Not repaying a personal loan could have really negative consequences. And unfortunately, this holds true even if you miss a single payment.
When you can’t keep your end of the agreement
Any time you fail to repay a loan, whether it’s a personal loan, auto loan, or home equity loan, you risk major damage to your credit score. That’s because your payment history — which speaks to how timely you are with your bills — carries more weight when calculating your credit score than any other factor.
Now one thing you should know is that you usually won’t be reported as delinquent on your personal loan until you’re 30 days late with a payment. But once you miss a single payment, your credit score could take a big hit. And if you stop paying your loan altogether, your credit score could utterly plunge.
Not only that, but your lender could go after you in court in an effort to get repaid. You may, in some cases, face consequences like wage garnishment in that situation.
What to do if you can’t repay your loan
You may have taken out a personal loan with every intention of paying it back, only to struggle down the line. If you’re having a hard time repaying your personal loan, reach out to your lender to discuss your situation. Your lender may, depending on your circumstances, agree to let you pause your payments for a period of time or reduce your payments by extending your repayment window.
If you don’t think you’ll ever be able to repay your personal loan in full, another possibility is to negotiate a settlement of your debt where your lender agrees to accept a lower sum than what you owe. Often, these agreements are negotiated by attorneys or debt settlement firms. You’re allowed to try to negotiate yourself, but without a professional in your corner, your chances of success may be limited.

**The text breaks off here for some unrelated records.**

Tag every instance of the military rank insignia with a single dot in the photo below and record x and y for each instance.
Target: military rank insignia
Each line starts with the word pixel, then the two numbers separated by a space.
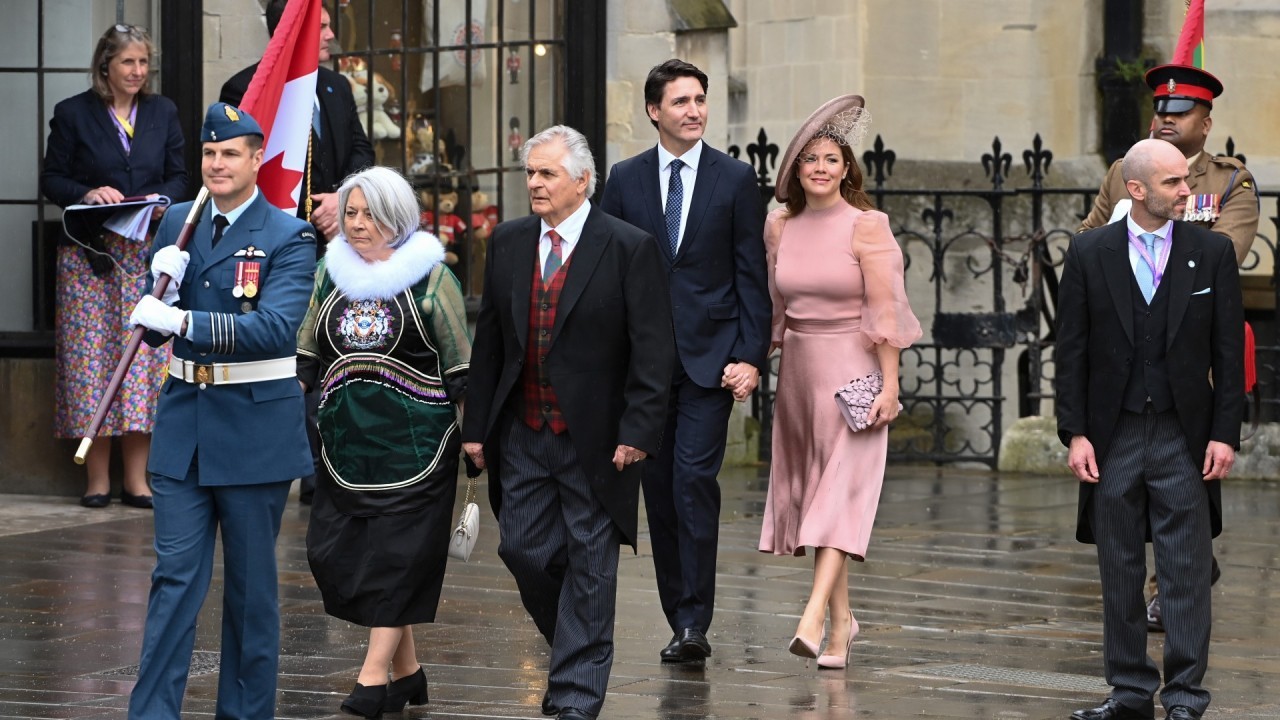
pixel 247 278
pixel 1201 209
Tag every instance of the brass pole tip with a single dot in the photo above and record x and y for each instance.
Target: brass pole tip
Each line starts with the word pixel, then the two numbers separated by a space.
pixel 82 451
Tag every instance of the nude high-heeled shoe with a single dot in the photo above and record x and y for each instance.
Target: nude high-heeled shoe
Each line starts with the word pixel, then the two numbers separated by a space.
pixel 803 647
pixel 840 661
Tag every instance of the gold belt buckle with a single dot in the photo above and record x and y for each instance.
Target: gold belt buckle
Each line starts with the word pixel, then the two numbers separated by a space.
pixel 204 373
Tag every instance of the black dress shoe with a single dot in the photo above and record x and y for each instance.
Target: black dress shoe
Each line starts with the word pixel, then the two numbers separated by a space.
pixel 671 654
pixel 688 646
pixel 410 689
pixel 1112 710
pixel 142 501
pixel 96 501
pixel 1155 624
pixel 366 701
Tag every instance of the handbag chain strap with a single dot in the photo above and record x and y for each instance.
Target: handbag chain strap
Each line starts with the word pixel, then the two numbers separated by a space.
pixel 471 490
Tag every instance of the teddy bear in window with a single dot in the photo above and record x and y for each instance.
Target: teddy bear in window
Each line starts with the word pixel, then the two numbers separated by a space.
pixel 379 92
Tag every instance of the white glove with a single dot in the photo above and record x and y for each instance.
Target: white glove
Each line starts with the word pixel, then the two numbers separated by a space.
pixel 173 263
pixel 154 314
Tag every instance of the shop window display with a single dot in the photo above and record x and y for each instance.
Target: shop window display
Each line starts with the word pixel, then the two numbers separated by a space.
pixel 448 91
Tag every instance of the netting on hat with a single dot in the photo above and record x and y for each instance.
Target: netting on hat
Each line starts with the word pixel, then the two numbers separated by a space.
pixel 846 127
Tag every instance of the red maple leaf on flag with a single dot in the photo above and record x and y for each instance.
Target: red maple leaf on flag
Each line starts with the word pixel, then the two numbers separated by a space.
pixel 284 181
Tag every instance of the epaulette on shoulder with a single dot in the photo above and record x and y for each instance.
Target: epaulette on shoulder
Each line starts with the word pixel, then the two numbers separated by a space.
pixel 1226 160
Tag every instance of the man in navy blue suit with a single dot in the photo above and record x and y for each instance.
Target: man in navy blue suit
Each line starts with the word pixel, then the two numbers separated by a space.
pixel 704 208
pixel 229 433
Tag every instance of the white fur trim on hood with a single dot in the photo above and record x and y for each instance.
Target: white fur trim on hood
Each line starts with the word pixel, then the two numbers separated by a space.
pixel 382 279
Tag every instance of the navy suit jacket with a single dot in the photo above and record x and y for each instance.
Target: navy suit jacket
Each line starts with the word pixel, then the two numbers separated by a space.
pixel 252 432
pixel 1096 347
pixel 609 360
pixel 85 150
pixel 720 294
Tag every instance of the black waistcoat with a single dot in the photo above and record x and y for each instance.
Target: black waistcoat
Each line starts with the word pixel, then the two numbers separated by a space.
pixel 1148 373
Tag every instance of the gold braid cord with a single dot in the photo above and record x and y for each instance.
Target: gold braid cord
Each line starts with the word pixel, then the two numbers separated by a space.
pixel 306 187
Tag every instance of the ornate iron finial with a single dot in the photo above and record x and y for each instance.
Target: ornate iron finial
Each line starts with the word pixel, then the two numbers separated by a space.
pixel 1230 150
pixel 764 156
pixel 880 162
pixel 996 164
pixel 1037 160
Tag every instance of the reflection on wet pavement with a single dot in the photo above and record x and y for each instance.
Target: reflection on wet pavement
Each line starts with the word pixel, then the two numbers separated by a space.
pixel 976 602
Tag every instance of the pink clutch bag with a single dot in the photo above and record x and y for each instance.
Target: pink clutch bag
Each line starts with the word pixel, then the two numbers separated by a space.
pixel 855 397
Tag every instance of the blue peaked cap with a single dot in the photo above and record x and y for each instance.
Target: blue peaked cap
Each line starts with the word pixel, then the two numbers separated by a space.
pixel 224 122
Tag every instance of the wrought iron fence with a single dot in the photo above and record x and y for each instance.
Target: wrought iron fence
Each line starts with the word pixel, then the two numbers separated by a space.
pixel 991 258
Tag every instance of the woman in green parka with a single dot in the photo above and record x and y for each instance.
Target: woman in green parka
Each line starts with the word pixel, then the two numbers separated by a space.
pixel 385 343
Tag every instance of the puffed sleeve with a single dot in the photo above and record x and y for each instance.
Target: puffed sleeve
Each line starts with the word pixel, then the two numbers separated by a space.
pixel 448 317
pixel 886 313
pixel 773 226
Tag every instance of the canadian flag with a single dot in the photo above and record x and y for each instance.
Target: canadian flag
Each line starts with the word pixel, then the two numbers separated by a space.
pixel 282 96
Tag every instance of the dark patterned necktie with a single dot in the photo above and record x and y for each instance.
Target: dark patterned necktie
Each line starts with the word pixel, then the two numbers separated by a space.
pixel 675 200
pixel 220 223
pixel 553 259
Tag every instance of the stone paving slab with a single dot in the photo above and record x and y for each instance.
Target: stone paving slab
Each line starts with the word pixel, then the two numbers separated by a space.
pixel 976 602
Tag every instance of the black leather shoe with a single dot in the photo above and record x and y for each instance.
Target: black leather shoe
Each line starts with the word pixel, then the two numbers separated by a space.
pixel 688 646
pixel 410 689
pixel 671 654
pixel 96 501
pixel 366 701
pixel 142 501
pixel 1155 624
pixel 1112 710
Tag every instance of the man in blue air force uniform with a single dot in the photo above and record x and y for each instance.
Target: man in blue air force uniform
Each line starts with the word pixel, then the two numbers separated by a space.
pixel 231 431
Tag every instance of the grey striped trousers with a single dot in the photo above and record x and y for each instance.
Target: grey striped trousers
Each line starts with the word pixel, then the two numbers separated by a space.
pixel 1148 478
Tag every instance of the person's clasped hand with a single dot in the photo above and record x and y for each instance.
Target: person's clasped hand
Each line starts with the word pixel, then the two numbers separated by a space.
pixel 154 314
pixel 170 261
pixel 105 195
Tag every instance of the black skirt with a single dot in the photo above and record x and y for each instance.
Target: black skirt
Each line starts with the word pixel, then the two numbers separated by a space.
pixel 384 570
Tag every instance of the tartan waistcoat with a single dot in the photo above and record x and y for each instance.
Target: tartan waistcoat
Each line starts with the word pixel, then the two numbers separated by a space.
pixel 539 396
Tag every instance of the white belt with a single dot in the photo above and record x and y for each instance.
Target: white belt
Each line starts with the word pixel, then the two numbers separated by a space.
pixel 232 373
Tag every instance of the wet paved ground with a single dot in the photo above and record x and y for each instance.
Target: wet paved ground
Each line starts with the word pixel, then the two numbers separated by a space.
pixel 976 604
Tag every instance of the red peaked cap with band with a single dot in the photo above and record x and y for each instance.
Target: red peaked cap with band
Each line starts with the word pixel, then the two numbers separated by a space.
pixel 1176 89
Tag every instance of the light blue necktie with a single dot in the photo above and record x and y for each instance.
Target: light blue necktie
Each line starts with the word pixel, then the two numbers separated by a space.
pixel 1144 273
pixel 675 201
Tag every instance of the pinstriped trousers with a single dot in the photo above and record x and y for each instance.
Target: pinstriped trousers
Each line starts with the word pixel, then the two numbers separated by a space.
pixel 1148 478
pixel 562 548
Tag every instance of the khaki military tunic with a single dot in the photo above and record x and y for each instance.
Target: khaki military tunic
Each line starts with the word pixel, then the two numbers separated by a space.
pixel 1210 174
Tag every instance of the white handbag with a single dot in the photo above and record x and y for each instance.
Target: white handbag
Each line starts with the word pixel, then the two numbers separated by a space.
pixel 464 540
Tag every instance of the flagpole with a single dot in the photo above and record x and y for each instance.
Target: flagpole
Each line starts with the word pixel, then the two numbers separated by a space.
pixel 131 350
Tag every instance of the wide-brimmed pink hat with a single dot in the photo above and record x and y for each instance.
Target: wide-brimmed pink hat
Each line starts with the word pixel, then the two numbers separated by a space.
pixel 844 119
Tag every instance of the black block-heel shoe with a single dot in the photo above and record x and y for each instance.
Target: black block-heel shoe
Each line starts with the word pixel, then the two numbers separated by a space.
pixel 366 701
pixel 407 691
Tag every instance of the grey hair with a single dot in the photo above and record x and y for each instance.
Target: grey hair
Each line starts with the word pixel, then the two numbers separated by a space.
pixel 577 160
pixel 391 200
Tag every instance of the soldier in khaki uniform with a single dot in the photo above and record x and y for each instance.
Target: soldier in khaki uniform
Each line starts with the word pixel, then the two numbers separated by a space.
pixel 1224 196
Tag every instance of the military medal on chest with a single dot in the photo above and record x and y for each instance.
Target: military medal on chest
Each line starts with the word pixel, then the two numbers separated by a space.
pixel 248 274
pixel 1202 209
pixel 247 279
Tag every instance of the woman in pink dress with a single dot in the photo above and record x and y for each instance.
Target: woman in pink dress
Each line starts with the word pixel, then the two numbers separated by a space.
pixel 840 311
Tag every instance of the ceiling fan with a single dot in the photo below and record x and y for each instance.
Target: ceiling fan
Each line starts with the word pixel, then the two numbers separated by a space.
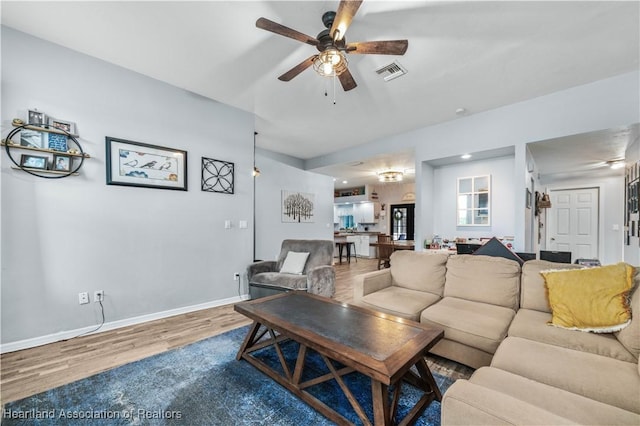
pixel 332 61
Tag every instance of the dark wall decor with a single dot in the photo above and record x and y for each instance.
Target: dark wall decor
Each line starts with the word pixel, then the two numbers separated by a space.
pixel 632 197
pixel 55 152
pixel 217 176
pixel 150 166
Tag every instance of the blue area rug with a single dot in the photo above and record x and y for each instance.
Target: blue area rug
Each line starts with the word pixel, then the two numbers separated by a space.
pixel 199 384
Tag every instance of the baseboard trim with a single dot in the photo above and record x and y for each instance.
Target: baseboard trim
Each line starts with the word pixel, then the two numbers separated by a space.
pixel 64 335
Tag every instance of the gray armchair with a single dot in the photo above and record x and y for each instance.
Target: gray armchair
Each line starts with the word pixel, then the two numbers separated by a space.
pixel 318 275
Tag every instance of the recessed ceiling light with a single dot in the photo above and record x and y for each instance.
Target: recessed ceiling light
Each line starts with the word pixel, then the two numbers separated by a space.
pixel 618 164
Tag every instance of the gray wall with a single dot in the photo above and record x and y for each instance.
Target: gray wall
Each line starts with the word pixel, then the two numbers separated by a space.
pixel 153 252
pixel 600 105
pixel 270 230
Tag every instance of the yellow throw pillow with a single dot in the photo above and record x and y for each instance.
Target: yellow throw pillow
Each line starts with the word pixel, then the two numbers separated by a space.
pixel 590 299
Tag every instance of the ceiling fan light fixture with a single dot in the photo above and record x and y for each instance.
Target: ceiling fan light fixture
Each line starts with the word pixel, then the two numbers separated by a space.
pixel 390 176
pixel 330 62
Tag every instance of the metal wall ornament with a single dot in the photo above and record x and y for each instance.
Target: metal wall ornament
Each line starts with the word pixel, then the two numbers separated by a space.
pixel 217 176
pixel 297 207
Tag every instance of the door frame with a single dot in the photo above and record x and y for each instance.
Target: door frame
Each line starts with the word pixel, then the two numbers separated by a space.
pixel 560 187
pixel 411 226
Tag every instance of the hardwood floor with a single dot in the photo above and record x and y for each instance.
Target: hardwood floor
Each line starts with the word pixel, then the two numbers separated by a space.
pixel 30 371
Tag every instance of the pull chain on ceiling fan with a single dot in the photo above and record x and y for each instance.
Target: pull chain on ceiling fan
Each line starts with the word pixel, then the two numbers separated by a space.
pixel 333 48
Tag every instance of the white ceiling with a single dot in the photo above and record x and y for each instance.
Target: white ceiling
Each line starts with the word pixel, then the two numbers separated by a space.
pixel 475 55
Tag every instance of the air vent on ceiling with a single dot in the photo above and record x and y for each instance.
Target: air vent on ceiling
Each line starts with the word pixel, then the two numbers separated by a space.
pixel 391 71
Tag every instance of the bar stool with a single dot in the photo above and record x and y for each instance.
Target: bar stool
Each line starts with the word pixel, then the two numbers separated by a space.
pixel 348 244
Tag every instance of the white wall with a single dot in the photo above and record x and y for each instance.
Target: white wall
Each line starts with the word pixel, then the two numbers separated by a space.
pixel 152 251
pixel 502 203
pixel 270 230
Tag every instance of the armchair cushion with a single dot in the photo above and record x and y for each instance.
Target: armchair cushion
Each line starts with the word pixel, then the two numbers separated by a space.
pixel 294 263
pixel 317 275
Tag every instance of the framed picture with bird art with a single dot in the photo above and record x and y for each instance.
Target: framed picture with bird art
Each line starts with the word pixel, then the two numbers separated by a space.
pixel 144 165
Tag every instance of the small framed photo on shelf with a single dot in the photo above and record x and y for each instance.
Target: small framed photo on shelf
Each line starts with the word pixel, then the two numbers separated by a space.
pixel 61 163
pixel 33 162
pixel 36 117
pixel 67 126
pixel 57 142
pixel 31 138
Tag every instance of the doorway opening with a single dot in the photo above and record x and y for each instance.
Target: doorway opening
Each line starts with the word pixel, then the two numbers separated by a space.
pixel 402 221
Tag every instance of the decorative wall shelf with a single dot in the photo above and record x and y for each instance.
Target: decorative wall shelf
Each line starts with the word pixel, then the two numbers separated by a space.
pixel 68 161
pixel 52 172
pixel 49 151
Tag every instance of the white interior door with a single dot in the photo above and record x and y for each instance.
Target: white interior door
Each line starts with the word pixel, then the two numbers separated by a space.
pixel 573 222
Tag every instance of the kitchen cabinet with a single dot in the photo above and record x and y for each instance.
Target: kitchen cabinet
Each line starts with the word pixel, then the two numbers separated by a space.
pixel 364 213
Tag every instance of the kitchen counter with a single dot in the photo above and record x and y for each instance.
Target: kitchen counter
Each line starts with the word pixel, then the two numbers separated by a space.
pixel 346 234
pixel 361 239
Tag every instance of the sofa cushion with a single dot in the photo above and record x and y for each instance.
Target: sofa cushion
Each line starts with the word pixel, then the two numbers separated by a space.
pixel 466 403
pixel 575 407
pixel 485 279
pixel 630 335
pixel 399 301
pixel 419 270
pixel 590 299
pixel 479 325
pixel 276 279
pixel 533 293
pixel 532 325
pixel 604 379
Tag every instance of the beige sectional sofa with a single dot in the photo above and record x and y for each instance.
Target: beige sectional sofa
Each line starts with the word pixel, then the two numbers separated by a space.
pixel 495 316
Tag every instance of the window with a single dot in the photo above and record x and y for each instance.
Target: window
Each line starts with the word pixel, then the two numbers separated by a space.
pixel 474 205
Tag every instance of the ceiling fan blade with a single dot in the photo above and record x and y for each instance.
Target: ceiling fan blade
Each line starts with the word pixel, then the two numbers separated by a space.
pixel 388 47
pixel 347 81
pixel 274 27
pixel 344 16
pixel 298 69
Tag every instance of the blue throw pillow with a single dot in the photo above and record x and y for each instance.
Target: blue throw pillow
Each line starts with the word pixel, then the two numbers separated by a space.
pixel 495 248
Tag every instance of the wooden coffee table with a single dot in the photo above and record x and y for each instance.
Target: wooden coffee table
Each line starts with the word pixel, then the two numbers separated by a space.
pixel 377 345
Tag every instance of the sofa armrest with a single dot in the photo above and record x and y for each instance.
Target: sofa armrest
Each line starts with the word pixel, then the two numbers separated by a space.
pixel 259 267
pixel 467 403
pixel 321 280
pixel 370 283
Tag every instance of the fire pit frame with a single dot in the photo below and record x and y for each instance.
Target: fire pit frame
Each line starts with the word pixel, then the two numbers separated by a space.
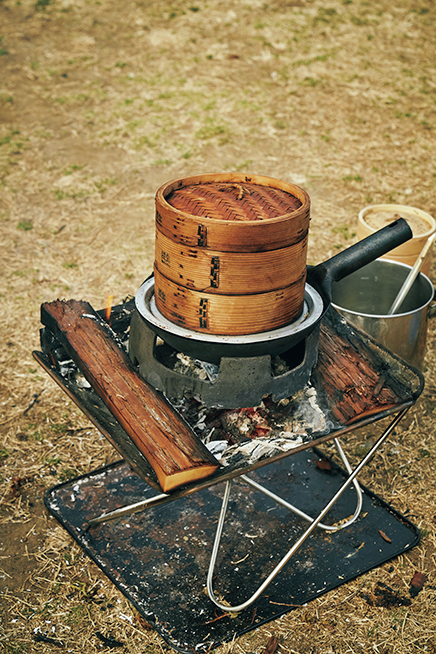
pixel 407 381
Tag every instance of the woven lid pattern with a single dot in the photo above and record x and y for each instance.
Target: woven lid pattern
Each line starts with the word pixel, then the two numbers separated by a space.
pixel 230 201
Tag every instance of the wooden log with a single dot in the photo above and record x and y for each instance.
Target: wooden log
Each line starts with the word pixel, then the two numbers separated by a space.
pixel 174 452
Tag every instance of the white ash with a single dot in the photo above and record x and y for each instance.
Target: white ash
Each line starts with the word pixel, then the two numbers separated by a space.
pixel 260 448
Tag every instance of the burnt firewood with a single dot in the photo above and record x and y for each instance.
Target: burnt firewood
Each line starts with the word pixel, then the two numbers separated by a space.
pixel 174 452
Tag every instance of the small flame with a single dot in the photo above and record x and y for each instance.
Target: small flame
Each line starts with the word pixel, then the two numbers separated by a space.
pixel 108 306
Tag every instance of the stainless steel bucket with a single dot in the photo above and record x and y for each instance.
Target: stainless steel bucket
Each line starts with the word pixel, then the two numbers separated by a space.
pixel 365 297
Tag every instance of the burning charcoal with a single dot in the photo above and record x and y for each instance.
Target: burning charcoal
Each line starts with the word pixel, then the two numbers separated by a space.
pixel 278 366
pixel 217 448
pixel 417 583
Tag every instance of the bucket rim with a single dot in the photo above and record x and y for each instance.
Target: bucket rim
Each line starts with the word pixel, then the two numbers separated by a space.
pixel 390 262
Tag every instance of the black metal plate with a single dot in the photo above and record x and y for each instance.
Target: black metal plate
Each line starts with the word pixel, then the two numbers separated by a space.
pixel 159 558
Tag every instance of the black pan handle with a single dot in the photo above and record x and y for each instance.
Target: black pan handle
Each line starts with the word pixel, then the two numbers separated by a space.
pixel 358 255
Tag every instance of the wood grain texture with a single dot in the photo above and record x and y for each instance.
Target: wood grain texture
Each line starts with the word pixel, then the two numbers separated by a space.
pixel 176 455
pixel 257 214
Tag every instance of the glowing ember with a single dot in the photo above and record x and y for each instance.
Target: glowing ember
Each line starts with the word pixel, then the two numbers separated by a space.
pixel 108 306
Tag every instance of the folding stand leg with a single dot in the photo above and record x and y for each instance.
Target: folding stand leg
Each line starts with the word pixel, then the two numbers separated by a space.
pixel 314 522
pixel 303 515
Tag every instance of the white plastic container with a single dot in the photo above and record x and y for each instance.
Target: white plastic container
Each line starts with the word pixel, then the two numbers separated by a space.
pixel 423 225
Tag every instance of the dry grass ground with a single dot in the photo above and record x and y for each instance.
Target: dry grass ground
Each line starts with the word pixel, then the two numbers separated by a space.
pixel 100 103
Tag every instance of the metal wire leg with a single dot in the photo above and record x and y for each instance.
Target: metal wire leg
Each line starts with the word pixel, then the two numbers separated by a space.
pixel 315 522
pixel 302 514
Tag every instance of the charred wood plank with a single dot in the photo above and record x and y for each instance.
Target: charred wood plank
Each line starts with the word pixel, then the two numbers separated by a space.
pixel 358 381
pixel 174 452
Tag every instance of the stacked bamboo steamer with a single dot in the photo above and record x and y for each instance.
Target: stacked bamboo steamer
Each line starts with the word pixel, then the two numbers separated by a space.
pixel 230 255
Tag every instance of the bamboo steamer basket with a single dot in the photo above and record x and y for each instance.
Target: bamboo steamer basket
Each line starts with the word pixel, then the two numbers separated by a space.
pixel 231 252
pixel 230 315
pixel 256 213
pixel 202 269
pixel 422 224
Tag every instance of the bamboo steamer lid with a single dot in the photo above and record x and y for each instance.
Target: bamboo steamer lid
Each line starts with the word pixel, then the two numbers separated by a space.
pixel 230 212
pixel 231 315
pixel 231 252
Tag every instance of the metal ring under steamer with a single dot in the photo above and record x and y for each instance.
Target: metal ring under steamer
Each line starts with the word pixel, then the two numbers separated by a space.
pixel 211 347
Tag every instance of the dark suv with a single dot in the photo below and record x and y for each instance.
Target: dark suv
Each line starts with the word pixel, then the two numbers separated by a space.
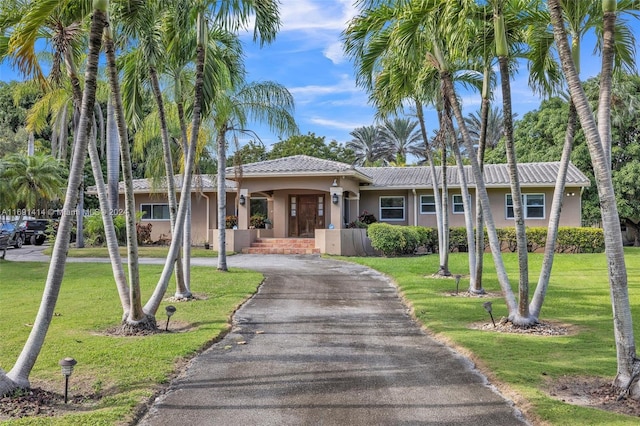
pixel 36 231
pixel 14 236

All told, failing to repay a personal loan could have negative consequences that impact you for a long time. So before you sign a personal loan, run the numbers to make sure you can afford your monthly payments. Granted, you can’t see into the future, and if things change, you might reach a point where a loan that was once affordable to you no longer is. But at the very least, make sure you’re starting out with monthly payments you’re capable of handling.